72
votes

This is probably simple and I feel stupid for asking. I want to change the levels of a factor in a data frame, using mutate. Simple example:

library("dplyr")
dat <- data.frame(x = factor("A"), y = 1)
mutate(dat,levels(x) = "B")

I get:

Error: Unexpected '=' in "mutate(dat,levels(x) ="

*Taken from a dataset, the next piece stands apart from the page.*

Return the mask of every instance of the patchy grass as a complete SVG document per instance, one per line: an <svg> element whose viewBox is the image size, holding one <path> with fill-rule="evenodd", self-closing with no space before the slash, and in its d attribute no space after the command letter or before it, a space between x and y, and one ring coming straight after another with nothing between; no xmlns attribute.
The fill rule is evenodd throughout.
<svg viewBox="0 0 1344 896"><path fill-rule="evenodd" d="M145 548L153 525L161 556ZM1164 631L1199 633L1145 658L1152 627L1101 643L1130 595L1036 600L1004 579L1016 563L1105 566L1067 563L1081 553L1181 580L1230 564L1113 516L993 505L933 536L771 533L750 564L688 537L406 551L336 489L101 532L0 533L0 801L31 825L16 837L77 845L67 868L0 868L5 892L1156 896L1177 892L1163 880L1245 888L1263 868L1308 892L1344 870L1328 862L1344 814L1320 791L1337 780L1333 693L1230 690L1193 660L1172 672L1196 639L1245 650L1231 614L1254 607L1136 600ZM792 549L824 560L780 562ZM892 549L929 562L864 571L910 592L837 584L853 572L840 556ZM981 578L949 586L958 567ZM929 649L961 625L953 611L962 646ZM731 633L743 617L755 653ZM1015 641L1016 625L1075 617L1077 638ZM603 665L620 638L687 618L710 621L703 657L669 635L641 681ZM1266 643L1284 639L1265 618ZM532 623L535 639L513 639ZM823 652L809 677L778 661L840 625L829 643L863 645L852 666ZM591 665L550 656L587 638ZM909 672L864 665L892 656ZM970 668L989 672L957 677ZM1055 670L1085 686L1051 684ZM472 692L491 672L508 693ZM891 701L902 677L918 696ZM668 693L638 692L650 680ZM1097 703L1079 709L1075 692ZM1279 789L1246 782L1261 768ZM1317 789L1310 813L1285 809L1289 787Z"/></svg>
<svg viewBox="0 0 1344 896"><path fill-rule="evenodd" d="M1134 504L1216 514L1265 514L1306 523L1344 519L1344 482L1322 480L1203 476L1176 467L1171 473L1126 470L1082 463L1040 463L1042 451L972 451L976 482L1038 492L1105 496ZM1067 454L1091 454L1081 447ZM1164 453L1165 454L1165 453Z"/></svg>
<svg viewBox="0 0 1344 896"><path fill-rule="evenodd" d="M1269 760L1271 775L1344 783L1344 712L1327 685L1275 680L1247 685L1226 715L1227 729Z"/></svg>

Why is this not working? How can I change factor levels with mutate?

6
Perhaps dat %>% mutate(x=factor(x, labels='B')) BTW, the pipe operator is not correct in your code - akrun
So, I can't use levels() in mutate? I need to explicitly encode the variable as a factor again? Hmm... (%<>% should be okay, it pipes and assigns the dat) - user3393472
Yes, I want to mutate x. I thought "levels(x)" would be enough for mutate to figure out that I want to mutate x. I guess that's a design choice, as it works that way with "within". - user3393472
It may be possible using magrittr or other packages, but why do you need to go through this route. It is very easy to do levels(dat$x) <- 'B' - akrun
Wouldn't this do more than change the levels of the factor. It actually changes the values of the factor itself. That seems dangerous and leads to some odd behavior. dat <- data.frame(x = factor(c('A', 'B', 'A')), y = c(1:3)); levels(dat$x) <- c('b', 'a', 'b'); dat - jraab

6 Answers

68
votes

With the forcats package from the tidyverse this is easy, too.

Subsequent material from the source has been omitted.